To include optimistic external rollups in the settlement process, the WS will also produce a ZK proof about the ER's state. For rollups that already utilize ZK proofs, the WS can simply extend the ZK proof with the mailbox state. Similarly to native rollups, the SP will verify it and validate for mailbox consistency, generating a final ZK proof that is submitted to L1, ensuring atomicity and correct composability between native and external rollups.
Figure 3: Settlement pipeline schema
Security Considerations
The current design supports a crash-fault-tolerant WS. Its byzantine-tolerant extension will be explored in future work.

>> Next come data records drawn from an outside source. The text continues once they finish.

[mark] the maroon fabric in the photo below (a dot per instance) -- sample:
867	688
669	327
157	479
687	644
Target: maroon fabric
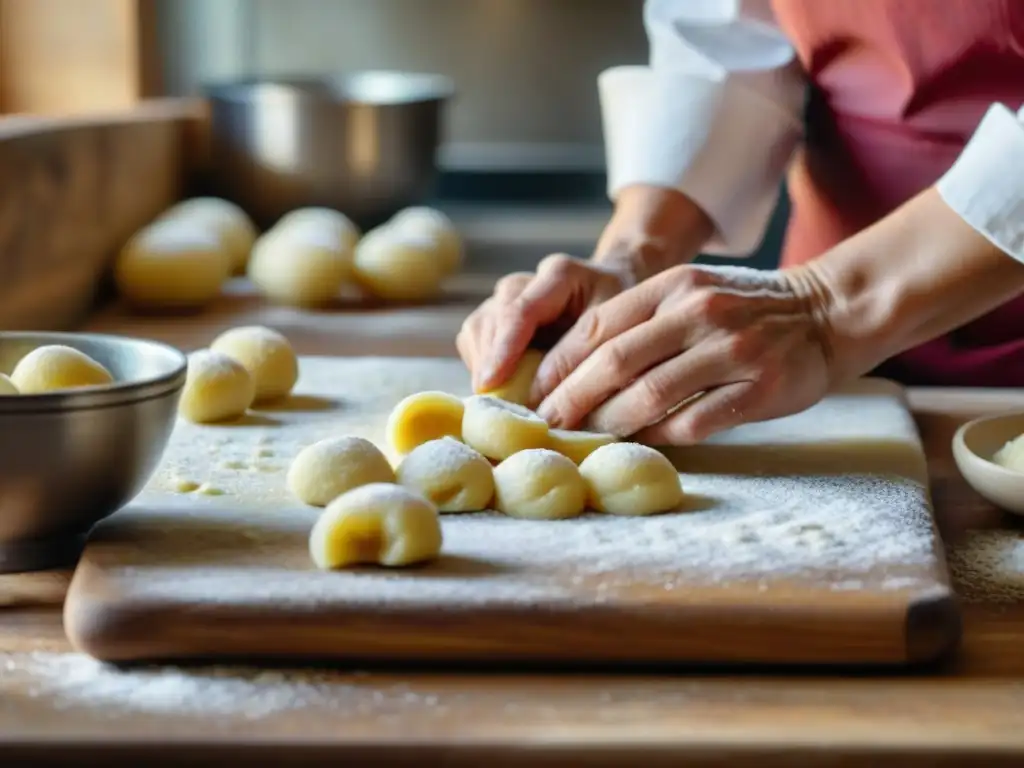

Still, we can already introduce one of the paths for such robustness: decentralization through a staked committee.
This approach involves opening up the WS role and designing it through an MPC perspective. This automatically achieves the desirable security and decentralization properties that are necessary for such an important role. Firstly, a threshold signature scheme can be used to guarantee that simulation results, mailbox exchanges, and the safe_execute requests are correct.
Moreover, the committee may help manage transitive dependencies. That is, the initial protocol version supports only one ER per session. More precisely, there can't be non-finalized CDCP instances related to different ERs at the same time. This is required because the settlement of the network is tightly coupled with the settlement and inclusion decision of the ER. Thus, if the network's settlement suddenly depends on more than one external source, deadlocks may arise. To improve the protocol's flexibility and allow parallel (but non-conflicting) ERs instances, the WS committee may help with the appropriate scheduling of new CDCP instances.
Conclusion and Future Work
Compose's Cross-Domain Composability Protocol establishes the path for atomic composability between the Compose network and any external rollup in the ecosystem. This represents a significant step towards the goal of making Ethereum unified again.
For the future, we aim at broadening the protocol from supporting a single external rollup per session to multiple parallel ER composability instances, made possible through careful session and parallelism management to avoid transitive dependencies or settlement deadlocks.
Furthermore, we aim at improving the protocol's robustness by making it byzantine fault-tolerant, a key property for our permissionless path. This follows with making the important WS role decentralized, via a staked committee, for example. This automatically enables threshold signatures for mailbox messages on the ER communication level.